For instance, noting the degradation of the national parks, he suggests entrance policies based on a lottery, a proposal now in place. And he writes: "[O]ur particular concept of private property, which deters us from exhausting the positive resources of the earth, favors pollution. The owner of a factory on the bank of a stream--whose property extends to the middle of the stream--often has difficulty seeing why it is not his natural right to muddy the waters flowing past his door" (1245).
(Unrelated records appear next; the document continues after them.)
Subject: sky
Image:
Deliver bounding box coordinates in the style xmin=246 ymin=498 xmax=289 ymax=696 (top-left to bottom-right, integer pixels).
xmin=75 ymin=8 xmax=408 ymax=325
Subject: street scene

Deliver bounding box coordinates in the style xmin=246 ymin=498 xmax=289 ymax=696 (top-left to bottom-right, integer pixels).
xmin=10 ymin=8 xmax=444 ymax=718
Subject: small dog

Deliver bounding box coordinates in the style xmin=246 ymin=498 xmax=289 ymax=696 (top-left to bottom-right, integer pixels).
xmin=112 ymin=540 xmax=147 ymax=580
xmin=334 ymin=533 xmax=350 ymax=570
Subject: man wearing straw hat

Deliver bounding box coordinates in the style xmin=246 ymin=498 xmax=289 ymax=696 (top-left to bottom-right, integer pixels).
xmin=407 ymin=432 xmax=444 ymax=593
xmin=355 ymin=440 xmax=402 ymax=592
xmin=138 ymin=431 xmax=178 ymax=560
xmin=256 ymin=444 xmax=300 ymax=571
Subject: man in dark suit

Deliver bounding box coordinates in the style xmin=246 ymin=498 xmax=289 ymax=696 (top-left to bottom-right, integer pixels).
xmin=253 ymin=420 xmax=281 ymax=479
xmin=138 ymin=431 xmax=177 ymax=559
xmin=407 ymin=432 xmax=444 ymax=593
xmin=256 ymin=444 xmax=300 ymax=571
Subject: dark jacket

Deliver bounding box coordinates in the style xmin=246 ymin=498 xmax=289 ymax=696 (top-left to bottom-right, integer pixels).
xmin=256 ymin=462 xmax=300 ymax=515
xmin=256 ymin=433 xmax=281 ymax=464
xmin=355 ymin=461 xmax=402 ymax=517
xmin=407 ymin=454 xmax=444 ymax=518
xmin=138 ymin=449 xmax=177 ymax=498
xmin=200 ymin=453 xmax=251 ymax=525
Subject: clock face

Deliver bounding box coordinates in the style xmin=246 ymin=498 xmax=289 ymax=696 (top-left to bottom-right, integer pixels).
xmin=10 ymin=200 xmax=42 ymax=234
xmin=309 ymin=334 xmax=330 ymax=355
And Hardin in 1968 was one of the first to point out the inability of property rights to handle pollution of what he calls pleasure. As a result of property rights to a store, "The shopping public is assaulted with mindless music, without its consent. Our government is paying out billions of dollars to create supersonic transport which will disturb 50,000 people for every one person who is whisked from coast to coast 3 hours faster. Advertisers muddy the airwaves of radio and television and pollute the view of travelers" (1248).

Hardin also writes with some sadness that each generation is in the habit of forgetting lessons of previous generations. It is indeed a sign of the times that Hardin's lessons on the dangers of overpopulation and the commons, which have not proven the problem he thought they would be, would be the ones for which he is remembered, while his more astute observations about the harms of property rights have been ignored, though not by the folks at anti-advertising, whose bus stop intervention appears above.